Sunday’s readings at church spoke of those who are hypocrites in their judging of others. It admonished each of us to first consider our own shortcomings before pointing out those of the people around us. The word “hypocrite” comes from a Greek word meaning actor. In other words hypocrisy involves pretense, an attempt to show ourselves to be better than we actually are. In today’s world hypocrisy abounds, particularly in the political world. There’s more self-righteousness and judging in society at large than happens inside a county courthouse. Indignation abounds and most of those who participate in such behavior seem to believe that they have the answers to every problem and that those who disagree with them are evil doers who must be stopped. It’s enough to drive one a bit crazy.
While there are times when we must come to a consensus regarding someone’s guilt or innocence most of the time the conclusions that we draw about others are faulty estimates of petty grievances at best. We form instantaneous opinions about all sorts of situations, and don’t spend much time attempting to find the truth or concentrate on excising our own flaws. We see a photo of a teenager looking ominous in a hoodie and wonder what mischief lurks inside his soul. We catch a glimpse of a boy wearing a MAGA cap and what appears to be a smirk and instantly decide that he must be cold hearted and racist.
I remember meeting a man who had a shaved head, very pale skin and a kind of grimace on his face. Without knowing one iota about him I began imagining that he looked very much like a white supremacist. I felt uncomfortable around him and wanted to leave before getting past the introductions. Once I got to know him I realized that nothing could have been farther from the truth than my initial observations. He was bald because he lost his hair at a early age, he just happened to have a very light complexion, and on the day that I met him he was in great pain because of an injury. Once I talked and worked with him I realized that he was kind and understanding and a staunch defender of the rights of all people.
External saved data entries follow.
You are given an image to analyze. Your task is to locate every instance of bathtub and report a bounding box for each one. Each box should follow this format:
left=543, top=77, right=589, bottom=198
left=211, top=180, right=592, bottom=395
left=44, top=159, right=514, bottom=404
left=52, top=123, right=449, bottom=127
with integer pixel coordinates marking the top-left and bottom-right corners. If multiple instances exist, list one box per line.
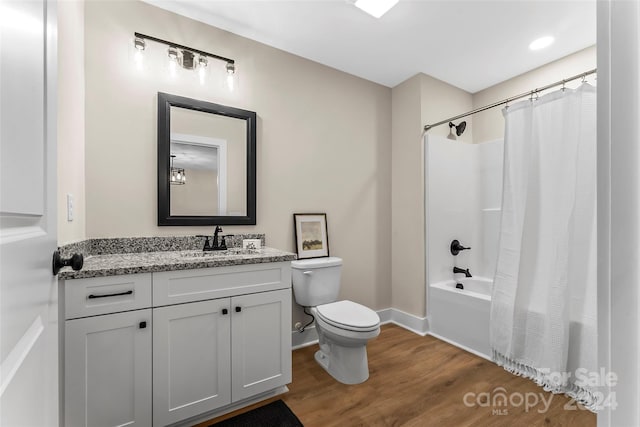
left=429, top=277, right=492, bottom=360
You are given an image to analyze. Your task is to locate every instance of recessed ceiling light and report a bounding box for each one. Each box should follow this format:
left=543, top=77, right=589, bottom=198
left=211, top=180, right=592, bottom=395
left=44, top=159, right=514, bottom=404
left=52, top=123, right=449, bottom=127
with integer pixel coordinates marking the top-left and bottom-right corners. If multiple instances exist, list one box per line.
left=354, top=0, right=399, bottom=18
left=529, top=36, right=555, bottom=51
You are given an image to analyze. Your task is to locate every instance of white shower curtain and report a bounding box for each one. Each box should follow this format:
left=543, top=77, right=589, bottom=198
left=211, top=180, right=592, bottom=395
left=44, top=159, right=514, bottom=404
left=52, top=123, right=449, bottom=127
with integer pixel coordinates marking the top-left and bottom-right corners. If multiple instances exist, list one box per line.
left=490, top=83, right=598, bottom=410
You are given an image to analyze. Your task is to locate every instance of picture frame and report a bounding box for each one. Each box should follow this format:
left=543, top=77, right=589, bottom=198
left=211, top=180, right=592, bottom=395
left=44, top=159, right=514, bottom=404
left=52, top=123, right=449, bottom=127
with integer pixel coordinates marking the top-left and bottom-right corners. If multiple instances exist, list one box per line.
left=293, top=213, right=329, bottom=259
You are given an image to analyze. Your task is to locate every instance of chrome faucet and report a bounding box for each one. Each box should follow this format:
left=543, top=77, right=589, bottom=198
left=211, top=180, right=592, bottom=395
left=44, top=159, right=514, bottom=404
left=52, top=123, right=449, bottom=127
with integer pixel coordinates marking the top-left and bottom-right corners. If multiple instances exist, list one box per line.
left=453, top=266, right=472, bottom=278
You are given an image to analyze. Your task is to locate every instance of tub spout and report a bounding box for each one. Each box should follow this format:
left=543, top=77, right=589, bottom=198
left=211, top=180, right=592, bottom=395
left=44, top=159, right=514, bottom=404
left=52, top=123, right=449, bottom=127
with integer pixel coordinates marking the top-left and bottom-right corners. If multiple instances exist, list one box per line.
left=453, top=266, right=472, bottom=278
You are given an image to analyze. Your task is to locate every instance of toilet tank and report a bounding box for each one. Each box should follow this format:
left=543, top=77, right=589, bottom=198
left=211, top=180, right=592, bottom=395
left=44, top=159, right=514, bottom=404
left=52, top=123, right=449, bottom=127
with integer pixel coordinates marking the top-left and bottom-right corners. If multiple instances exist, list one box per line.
left=291, top=257, right=342, bottom=307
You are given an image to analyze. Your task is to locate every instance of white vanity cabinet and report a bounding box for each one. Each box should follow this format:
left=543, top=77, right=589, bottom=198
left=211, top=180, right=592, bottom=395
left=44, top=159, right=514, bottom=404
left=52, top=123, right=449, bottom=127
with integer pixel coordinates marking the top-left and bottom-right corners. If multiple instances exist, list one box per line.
left=63, top=274, right=153, bottom=427
left=230, top=289, right=292, bottom=402
left=152, top=263, right=292, bottom=426
left=152, top=298, right=232, bottom=426
left=62, top=261, right=292, bottom=427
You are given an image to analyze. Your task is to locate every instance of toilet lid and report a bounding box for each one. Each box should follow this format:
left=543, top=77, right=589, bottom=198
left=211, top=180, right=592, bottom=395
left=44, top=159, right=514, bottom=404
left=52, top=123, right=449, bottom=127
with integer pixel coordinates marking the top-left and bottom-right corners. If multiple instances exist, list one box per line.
left=291, top=257, right=342, bottom=269
left=316, top=300, right=380, bottom=331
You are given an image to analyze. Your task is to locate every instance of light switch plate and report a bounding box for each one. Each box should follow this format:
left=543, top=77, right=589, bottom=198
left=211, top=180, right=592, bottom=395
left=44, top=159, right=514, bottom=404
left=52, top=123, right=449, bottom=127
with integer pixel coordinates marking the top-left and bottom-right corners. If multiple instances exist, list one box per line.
left=67, top=194, right=74, bottom=222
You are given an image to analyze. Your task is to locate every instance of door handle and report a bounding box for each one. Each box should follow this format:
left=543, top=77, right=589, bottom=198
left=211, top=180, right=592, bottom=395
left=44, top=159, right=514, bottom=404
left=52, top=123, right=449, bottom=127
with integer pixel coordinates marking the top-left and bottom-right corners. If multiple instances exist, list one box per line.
left=52, top=249, right=83, bottom=275
left=235, top=306, right=242, bottom=313
left=222, top=308, right=228, bottom=315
He was a truly wonderful man, and I felt embarrassed that I had been so quick to use a number of stereotypical signals to size him up.
I’ve sadly seen conclusions being drawn about individuals again and again, but even worse is when I see instances of people turning on former friends or even family members simply because they do not share the same beliefs about how to solve the problems that plague us. Often the two sides actually desire the same outcome, but have conflicting ideas about how to accomplish the goals. Examples of abound of such instances whether speaking of income inequality or immigration. The trouble with our present state is that we judge and judge again.
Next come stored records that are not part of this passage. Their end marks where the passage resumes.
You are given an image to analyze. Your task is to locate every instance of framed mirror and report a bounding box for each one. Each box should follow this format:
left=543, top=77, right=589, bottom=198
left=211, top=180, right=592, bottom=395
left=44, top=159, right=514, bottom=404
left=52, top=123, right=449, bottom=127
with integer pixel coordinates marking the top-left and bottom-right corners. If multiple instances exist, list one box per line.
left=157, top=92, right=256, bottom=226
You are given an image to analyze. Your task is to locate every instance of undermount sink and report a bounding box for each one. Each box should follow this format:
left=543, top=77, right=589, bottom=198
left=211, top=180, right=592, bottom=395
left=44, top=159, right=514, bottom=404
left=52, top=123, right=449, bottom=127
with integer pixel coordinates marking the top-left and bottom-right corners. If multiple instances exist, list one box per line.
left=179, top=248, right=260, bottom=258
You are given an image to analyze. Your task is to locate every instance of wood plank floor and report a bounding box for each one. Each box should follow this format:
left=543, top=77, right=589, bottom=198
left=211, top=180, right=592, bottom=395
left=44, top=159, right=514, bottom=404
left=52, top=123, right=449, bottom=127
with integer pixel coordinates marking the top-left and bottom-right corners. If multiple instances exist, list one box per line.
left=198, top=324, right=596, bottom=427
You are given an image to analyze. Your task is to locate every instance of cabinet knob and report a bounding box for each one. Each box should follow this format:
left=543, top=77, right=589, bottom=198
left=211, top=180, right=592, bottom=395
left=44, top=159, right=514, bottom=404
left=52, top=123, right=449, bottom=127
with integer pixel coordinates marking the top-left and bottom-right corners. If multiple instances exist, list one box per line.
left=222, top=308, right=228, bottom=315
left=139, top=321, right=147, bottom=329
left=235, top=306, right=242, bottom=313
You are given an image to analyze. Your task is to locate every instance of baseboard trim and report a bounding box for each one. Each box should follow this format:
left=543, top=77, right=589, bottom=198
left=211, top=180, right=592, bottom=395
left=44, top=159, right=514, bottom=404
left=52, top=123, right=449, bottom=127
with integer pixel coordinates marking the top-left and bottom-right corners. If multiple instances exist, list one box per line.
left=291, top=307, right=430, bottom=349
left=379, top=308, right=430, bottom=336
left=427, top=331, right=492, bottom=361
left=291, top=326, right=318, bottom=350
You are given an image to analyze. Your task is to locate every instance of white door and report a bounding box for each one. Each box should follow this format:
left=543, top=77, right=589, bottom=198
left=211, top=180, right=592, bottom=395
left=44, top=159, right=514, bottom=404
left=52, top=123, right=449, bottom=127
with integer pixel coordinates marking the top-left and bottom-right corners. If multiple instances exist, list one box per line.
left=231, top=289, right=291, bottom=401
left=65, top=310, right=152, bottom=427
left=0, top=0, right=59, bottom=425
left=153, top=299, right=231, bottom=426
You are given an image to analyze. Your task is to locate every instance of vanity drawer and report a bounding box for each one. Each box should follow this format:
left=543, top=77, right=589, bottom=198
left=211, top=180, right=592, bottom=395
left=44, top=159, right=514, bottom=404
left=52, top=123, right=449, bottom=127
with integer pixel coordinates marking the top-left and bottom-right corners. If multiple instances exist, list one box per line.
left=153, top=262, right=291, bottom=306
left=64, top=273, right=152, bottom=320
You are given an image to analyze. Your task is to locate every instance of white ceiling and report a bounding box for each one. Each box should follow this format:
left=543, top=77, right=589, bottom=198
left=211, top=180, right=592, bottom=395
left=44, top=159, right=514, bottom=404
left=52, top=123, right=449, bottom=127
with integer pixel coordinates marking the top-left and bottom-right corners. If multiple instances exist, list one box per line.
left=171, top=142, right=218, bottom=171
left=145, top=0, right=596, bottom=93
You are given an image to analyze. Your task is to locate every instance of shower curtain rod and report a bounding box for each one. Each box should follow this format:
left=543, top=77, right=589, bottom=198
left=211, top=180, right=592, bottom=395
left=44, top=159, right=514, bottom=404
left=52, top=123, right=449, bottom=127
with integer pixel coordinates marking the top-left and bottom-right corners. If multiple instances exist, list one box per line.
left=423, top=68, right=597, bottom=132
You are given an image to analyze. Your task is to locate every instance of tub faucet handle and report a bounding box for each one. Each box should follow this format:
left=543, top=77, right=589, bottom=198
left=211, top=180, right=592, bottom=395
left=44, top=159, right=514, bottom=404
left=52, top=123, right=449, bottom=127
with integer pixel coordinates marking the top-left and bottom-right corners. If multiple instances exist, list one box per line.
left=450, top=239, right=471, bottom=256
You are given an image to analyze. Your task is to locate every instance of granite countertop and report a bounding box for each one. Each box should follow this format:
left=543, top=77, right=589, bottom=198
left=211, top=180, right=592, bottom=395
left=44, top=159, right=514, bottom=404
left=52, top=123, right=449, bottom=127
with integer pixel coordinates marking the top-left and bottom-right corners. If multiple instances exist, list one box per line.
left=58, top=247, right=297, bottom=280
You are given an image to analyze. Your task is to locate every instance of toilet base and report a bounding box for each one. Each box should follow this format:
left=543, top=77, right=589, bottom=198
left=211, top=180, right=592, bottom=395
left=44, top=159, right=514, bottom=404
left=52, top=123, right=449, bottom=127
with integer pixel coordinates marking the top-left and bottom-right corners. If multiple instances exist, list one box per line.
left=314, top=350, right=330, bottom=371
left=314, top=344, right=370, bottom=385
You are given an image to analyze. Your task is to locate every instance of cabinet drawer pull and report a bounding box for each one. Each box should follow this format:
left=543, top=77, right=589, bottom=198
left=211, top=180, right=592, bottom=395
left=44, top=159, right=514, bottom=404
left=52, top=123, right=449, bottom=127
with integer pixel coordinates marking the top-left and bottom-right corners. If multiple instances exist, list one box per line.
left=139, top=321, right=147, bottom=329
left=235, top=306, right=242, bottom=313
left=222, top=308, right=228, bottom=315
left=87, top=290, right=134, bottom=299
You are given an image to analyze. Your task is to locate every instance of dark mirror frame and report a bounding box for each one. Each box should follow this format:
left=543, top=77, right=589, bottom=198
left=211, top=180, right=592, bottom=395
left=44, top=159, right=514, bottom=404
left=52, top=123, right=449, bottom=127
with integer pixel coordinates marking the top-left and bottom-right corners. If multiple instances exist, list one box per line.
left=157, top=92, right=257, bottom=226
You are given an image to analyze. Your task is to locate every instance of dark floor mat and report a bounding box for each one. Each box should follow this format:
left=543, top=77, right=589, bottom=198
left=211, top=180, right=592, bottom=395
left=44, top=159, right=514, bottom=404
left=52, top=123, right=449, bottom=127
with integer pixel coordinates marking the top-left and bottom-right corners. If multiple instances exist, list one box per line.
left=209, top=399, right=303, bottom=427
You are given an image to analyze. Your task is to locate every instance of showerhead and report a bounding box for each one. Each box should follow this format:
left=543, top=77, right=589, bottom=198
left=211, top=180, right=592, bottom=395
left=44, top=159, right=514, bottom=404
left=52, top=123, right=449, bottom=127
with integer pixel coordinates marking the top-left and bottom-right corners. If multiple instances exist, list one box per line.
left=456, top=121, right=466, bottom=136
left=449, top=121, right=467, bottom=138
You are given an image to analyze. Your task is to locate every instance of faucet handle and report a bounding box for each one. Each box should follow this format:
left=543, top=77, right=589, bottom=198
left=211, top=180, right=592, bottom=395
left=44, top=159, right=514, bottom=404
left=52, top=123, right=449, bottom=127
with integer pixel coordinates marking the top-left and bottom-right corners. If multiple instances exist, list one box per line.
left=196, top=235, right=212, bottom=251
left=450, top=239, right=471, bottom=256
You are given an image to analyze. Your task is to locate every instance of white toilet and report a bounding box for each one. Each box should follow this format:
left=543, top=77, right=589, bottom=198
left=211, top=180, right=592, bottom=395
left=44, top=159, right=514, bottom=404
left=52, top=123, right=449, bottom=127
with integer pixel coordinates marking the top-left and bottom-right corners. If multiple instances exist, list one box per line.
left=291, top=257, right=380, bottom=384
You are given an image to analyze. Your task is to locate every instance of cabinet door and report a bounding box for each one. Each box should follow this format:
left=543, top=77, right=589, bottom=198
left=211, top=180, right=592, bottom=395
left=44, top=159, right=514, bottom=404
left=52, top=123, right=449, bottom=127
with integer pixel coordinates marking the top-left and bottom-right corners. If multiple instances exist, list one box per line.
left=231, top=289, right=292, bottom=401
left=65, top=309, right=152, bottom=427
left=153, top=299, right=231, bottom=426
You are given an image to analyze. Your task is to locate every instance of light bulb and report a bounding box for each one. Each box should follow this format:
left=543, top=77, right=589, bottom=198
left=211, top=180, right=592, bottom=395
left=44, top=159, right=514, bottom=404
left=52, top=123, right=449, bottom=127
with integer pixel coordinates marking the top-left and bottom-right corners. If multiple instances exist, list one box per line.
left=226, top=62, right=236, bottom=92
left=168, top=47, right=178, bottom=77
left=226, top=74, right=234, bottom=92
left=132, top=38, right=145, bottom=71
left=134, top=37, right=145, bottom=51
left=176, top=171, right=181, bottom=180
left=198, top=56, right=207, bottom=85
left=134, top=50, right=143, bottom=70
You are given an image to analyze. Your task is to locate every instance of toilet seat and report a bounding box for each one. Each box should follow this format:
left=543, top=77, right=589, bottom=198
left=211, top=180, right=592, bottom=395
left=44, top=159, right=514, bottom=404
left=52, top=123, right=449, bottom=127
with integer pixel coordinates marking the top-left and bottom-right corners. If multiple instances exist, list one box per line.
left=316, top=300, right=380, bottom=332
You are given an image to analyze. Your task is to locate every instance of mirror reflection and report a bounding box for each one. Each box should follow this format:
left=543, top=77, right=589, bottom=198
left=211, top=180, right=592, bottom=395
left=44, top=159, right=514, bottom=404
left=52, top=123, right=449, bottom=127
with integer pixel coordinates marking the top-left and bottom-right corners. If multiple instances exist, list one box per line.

One the the things that most angers me is a kind of two headed monster. On the one hand there are devout Christians who spout hateful rhetoric, and on the other hand there are people pretending to be compassionate champions of justice who slam and poke fun Christian beliefs. Both parties are so busy being holier than thou that nobody appears to notice the contradictions in their arguments. They simply babble on hurling accusation after accusation all the while posing as defenders of righteousness.
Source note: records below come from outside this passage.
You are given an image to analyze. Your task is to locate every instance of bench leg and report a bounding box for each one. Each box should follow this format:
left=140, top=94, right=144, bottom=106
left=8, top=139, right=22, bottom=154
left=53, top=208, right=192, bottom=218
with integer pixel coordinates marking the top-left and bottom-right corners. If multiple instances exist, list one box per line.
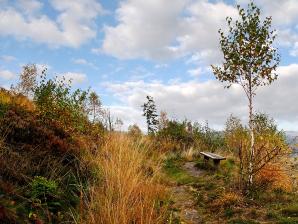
left=204, top=156, right=209, bottom=164
left=213, top=159, right=220, bottom=167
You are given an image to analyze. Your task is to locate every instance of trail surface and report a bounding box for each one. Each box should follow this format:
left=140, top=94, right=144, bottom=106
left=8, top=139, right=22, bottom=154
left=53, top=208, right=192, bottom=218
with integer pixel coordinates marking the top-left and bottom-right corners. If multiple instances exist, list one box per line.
left=171, top=162, right=203, bottom=224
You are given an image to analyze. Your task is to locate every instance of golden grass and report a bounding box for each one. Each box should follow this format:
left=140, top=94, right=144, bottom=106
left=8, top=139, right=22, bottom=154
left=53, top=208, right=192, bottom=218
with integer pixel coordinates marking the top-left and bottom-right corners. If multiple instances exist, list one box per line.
left=85, top=133, right=168, bottom=224
left=255, top=163, right=293, bottom=192
left=0, top=88, right=34, bottom=111
left=181, top=147, right=199, bottom=161
left=211, top=192, right=244, bottom=209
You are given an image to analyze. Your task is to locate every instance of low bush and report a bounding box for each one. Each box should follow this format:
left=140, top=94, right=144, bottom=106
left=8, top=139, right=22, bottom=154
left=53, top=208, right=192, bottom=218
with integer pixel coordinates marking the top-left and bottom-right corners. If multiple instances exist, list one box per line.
left=0, top=86, right=97, bottom=223
left=255, top=163, right=293, bottom=192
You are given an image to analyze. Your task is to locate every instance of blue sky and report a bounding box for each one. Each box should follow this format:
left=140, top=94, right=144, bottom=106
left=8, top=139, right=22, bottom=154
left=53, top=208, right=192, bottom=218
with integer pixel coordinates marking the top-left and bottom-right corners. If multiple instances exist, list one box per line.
left=1, top=0, right=298, bottom=131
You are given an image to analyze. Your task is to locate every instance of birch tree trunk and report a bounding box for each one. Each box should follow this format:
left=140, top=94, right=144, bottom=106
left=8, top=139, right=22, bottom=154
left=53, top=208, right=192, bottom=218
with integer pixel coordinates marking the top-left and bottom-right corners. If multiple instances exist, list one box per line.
left=248, top=90, right=255, bottom=188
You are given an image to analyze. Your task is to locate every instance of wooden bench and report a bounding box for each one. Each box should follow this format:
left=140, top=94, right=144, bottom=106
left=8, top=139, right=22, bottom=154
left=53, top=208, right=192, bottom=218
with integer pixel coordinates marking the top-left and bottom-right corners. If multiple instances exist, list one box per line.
left=200, top=152, right=226, bottom=167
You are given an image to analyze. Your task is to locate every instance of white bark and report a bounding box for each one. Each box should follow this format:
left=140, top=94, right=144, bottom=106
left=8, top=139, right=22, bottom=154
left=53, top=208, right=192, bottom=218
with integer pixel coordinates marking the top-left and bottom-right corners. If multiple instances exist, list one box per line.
left=248, top=87, right=255, bottom=187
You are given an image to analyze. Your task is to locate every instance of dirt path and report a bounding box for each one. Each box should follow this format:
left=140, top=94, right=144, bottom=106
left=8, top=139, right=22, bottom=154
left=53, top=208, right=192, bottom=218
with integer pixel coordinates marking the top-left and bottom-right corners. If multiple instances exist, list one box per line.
left=171, top=162, right=203, bottom=224
left=182, top=162, right=204, bottom=178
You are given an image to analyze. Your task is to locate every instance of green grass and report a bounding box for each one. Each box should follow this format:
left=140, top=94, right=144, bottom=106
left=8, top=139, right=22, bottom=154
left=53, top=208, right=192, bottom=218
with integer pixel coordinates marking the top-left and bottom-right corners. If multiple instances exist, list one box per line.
left=227, top=219, right=260, bottom=224
left=281, top=204, right=298, bottom=217
left=163, top=156, right=197, bottom=185
left=277, top=217, right=298, bottom=224
left=224, top=208, right=235, bottom=218
left=228, top=219, right=259, bottom=224
left=163, top=152, right=298, bottom=224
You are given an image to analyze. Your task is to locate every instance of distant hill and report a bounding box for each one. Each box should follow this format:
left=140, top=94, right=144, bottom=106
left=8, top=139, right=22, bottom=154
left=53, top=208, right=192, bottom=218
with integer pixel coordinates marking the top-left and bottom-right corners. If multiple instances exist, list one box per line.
left=285, top=131, right=298, bottom=157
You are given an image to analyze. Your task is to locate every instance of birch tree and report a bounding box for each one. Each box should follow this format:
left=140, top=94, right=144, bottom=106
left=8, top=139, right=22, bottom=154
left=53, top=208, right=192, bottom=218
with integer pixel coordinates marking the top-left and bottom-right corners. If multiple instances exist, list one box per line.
left=212, top=2, right=280, bottom=187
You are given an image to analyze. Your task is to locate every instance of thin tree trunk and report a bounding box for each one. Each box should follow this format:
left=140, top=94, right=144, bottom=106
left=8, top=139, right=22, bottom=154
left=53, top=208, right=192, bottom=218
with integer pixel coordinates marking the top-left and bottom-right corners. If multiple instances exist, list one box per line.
left=248, top=90, right=255, bottom=188
left=93, top=106, right=96, bottom=124
left=238, top=141, right=244, bottom=189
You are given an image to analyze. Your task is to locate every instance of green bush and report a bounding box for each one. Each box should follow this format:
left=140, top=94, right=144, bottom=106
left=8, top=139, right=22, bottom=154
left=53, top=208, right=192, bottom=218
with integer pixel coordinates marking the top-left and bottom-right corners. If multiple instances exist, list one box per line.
left=193, top=121, right=225, bottom=152
left=156, top=119, right=225, bottom=152
left=225, top=207, right=234, bottom=218
left=33, top=74, right=90, bottom=133
left=30, top=176, right=58, bottom=201
left=157, top=120, right=193, bottom=149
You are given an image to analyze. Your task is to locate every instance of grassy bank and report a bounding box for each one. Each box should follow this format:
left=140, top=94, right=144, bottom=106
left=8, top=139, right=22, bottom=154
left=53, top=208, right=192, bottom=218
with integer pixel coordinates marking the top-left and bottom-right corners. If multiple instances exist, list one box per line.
left=163, top=151, right=298, bottom=224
Today is Ash Wednesday in the Christian world. It’s the beginning of Lent and for the next forty days people will try to atone for their bad behavior. Many will pray or make sacrifices by giving up Facebook, or television or sugar. Few will consider engaging in self reflection and asking themselves whether or not they have been too quick to judge others. They will neglect to do the things necessary to first change themselves. The real challenge that we all face is to help even those who seem to be lacking in the characteristics that we most admire. The only way to do that is to first be honest about our own behavior.
Instead of casting stones we should be making stone soup, a savory brew made from the lovely variety of the people in our world. If we want to truly show that we are good we will be slow to anger and hypocrisy. We don’t need to beat ourselves up or wear hair shirts, but we can certainly learn to forgo our opinions until we have truly attempted to understand.
In anticipation of Lent I went to a Mardi Gras party hosted by my dear friends Dickie and
Tim in Galveston. We feasted on Dickie’s famous gumbo and imbibed in wine and hurricanes. We talked and laughed and then gathered on the street in front of the house to watch a parade with bands and floats and hundreds of people from every walk of life. There were smiles abounding and everyone loved everyone else in that moment with no thought of appraising appearance or behavior. It was just a nice celebration that made us all feel warm and happy. In many ways it was a reminder of how we should try to be all of the time, just enjoying the delight of life and taking those images to heart for when we need to refresh ourselves.
On this Ash Wednesday let’s do our best to look first in the mirror and then make a plan to spend the next forty days embracing the people that we encounter. Let’s try to wipe out our own hypocrisy and see if it helps others to work on theirs.